Peace be with you Mo, you will always be my hero!!

Jim Sgrig


----------



## Boosted-Z71 (Nov 26, 2007)

Very sorry to hear your Father passed, Our thoughts & Prayers are with you and your family 

Fathers are very special, I know how I feel about my Dad, and the special times that we had, 

Take care Jim, peace be with you, and your thoughts and memories of all the good times with your father last forever

Boosted


----------



## bearsox (Apr 22, 2006)

*Jim ,*
* I am very sorry to hear of your loss ! I know you were very close so it was a shame you could not be there as desired . But as you say he went in peace which in the end is what we all would prefer for our loved ones and ourselves . *
* My thoughts and prayers are with you ! *

*Bear / Dennis Rutherford *


----------



## alpink (Aug 22, 2010)

sincere condolences on your loss Jim.
best vibes to you and your entire family


----------



## clydeomite (May 5, 2004)

Sorry to hear of your Loss Jim May god be with your family at this difficult time.
Clyde=-0-Mite


----------



## JONNYSLOTS (Apr 10, 2011)

Wow thats tough our my condolences.


----------



## slotcarman12078 (Oct 3, 2008)

Sincerest condolences from my family to yours Jim. Cherish all the good memories, always keep them close!


----------



## Super Coupe (Feb 16, 2010)

Sorry to hear of the passing of your father. Prayers to you and your family.
>Tom<


----------



## A/GS (Jul 10, 2014)

Deepest condolences to you and your family on such a sad day.


----------



## beast1624 (Mar 28, 2009)

It's hard to loose a hero. He will always be with you. My prayers of comfort and remembrance go out to you and yours.


----------



## aurora1 (Oct 6, 2008)

Jim
Condolences to you and your family on you father's passing. Cherish the great memories. Lost my father 6 years ago. Dave


----------



## tomhocars (Oct 19, 2005)

Sorry Jim.Parkinsons is not fun.Hopefully he didn't suffer, Tom Stumpf


----------



## wyatt641 (Jan 14, 2012)

may your hearts be healed with the fond memories of your father..all the best to your family


----------



## slotking (May 27, 2008)

so sorry


----------



## slots-n-stuff (Oct 18, 2006)

*Condolences to you and your family*

Sorry to hear about your Dad... My thoughts and prays are with you... Andrew Tedesco


----------



## Black Oxxpurple (Jul 3, 2011)

Thoughts and prays are with you, I miss my Dad as well it has now been 18 years. Thanks Dad for getting my first slot set.


----------



## sjracer (May 25, 2008)

GOD Bless you and your family, you're in my thoughts and prayers stay strong.


----------



## Bubba 123 (Sep 10, 2010)

wyatt641 said:


> may your hearts be healed with the fond memories of your father..all the best to your family


Ditto from me 2 ...

Bubba 123


----------



## brownie374 (Nov 21, 2007)

Sorry for your loss.


----------



## swamibob (Jan 20, 2009)

sjracer said:


> GOD Bless you and your family, you're in my thoughts and prayers stay strong.

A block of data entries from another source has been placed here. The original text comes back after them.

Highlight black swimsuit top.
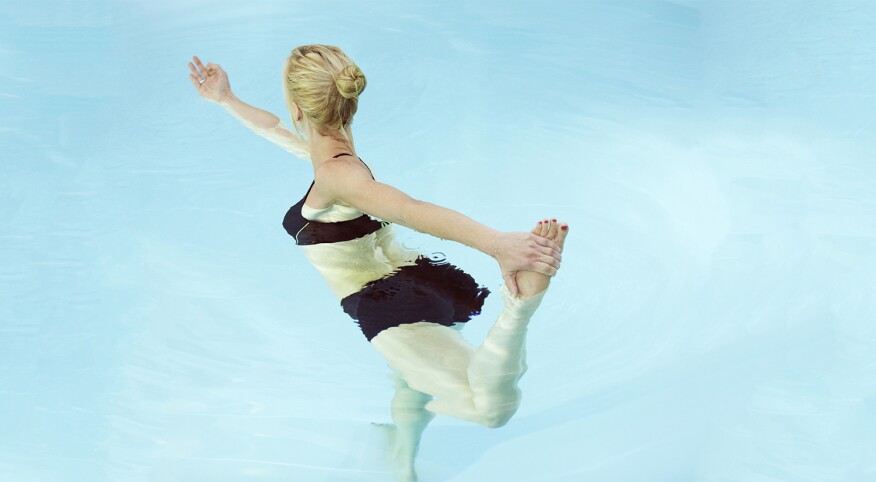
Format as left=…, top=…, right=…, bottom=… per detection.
left=282, top=153, right=390, bottom=245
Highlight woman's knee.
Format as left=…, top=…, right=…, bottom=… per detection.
left=478, top=407, right=519, bottom=428
left=475, top=393, right=522, bottom=428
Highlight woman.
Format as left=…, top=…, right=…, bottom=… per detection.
left=188, top=45, right=569, bottom=481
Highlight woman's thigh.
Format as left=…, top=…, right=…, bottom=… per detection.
left=370, top=322, right=475, bottom=401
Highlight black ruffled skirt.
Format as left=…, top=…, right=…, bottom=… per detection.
left=340, top=254, right=491, bottom=341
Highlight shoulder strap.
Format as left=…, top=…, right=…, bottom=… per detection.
left=331, top=152, right=375, bottom=180
left=358, top=157, right=375, bottom=181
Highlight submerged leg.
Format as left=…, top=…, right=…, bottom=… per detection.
left=372, top=220, right=569, bottom=428
left=377, top=371, right=434, bottom=482
left=421, top=282, right=546, bottom=427
left=460, top=219, right=566, bottom=426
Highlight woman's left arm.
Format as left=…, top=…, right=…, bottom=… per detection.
left=219, top=94, right=312, bottom=162
left=188, top=56, right=311, bottom=162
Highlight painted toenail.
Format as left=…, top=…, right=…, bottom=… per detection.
left=561, top=225, right=567, bottom=230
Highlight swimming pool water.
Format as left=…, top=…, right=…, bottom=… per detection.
left=2, top=1, right=875, bottom=480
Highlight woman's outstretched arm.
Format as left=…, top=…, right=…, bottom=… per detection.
left=220, top=95, right=311, bottom=162
left=318, top=158, right=562, bottom=297
left=188, top=55, right=311, bottom=162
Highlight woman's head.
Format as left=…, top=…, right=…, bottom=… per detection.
left=282, top=44, right=366, bottom=145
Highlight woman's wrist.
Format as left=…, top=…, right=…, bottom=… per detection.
left=218, top=91, right=238, bottom=108
left=480, top=229, right=503, bottom=259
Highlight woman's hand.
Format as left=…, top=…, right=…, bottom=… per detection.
left=188, top=55, right=233, bottom=105
left=490, top=229, right=562, bottom=298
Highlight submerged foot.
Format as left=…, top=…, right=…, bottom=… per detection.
left=515, top=219, right=569, bottom=299
left=372, top=422, right=398, bottom=461
left=371, top=422, right=417, bottom=482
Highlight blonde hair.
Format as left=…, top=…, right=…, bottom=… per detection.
left=282, top=44, right=366, bottom=148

I'll second this! Lost my mother a couple years ago. It's always difficult, but your fond memories and stories will help you and your family through. Take care my friend.

Tom


----------



## GT40 (Jan 18, 2014)

Real Sorry for your loss.
Remember the Good times.

gt40


----------



## vickers83 (Mar 8, 2010)

My condolences to you & your family.


----------



## Joe65SkylarkGS (Feb 15, 2010)

Jim,you and your family have our sincerest thoughts and prayers!!!

R.I.P. mo. You will be missed.


----------



## NTxSlotCars (May 27, 2008)

Sorry. I cant find any words to say how I really feel about losing a parent. Part of him lives through you.


----------



## old blue (May 4, 2007)

Dads are special people. Sounds like you got a good one. Sorry for your loss.

Old Blue


----------



## wheelszk (Jul 8, 2006)

Sorry for your loss, to you and your family.


----------



## RacerDave (Mar 28, 2006)

Very sorry to hear of your loss. Nothing I can say will make it any better, but you are in my thoughts and prayers. Dave.


----------



## win43 (Aug 28, 2006)

Jim,
I am sorry for your loss. You and your family will be in my thoughts.


----------



## Dragula (Jun 27, 2003)

Jim,I lost my father at 13 and miss him everyday.If you can find any peace or comfort in this time,feel blessed that you had him a long while and made the memories that can never die.
My sincerest condolences,
Christian


----------



## LDThomas (Nov 30, 1999)

Prayers and thoughts for all...


----------



## sethndaddy (Dec 4, 2004)

Sorry for your lose. My father passed away when he was only 42, my daughter was 1-1/2 years old and just starting to talk, it kills me all the time that he didn't get a chance to know all his grandkids.


----------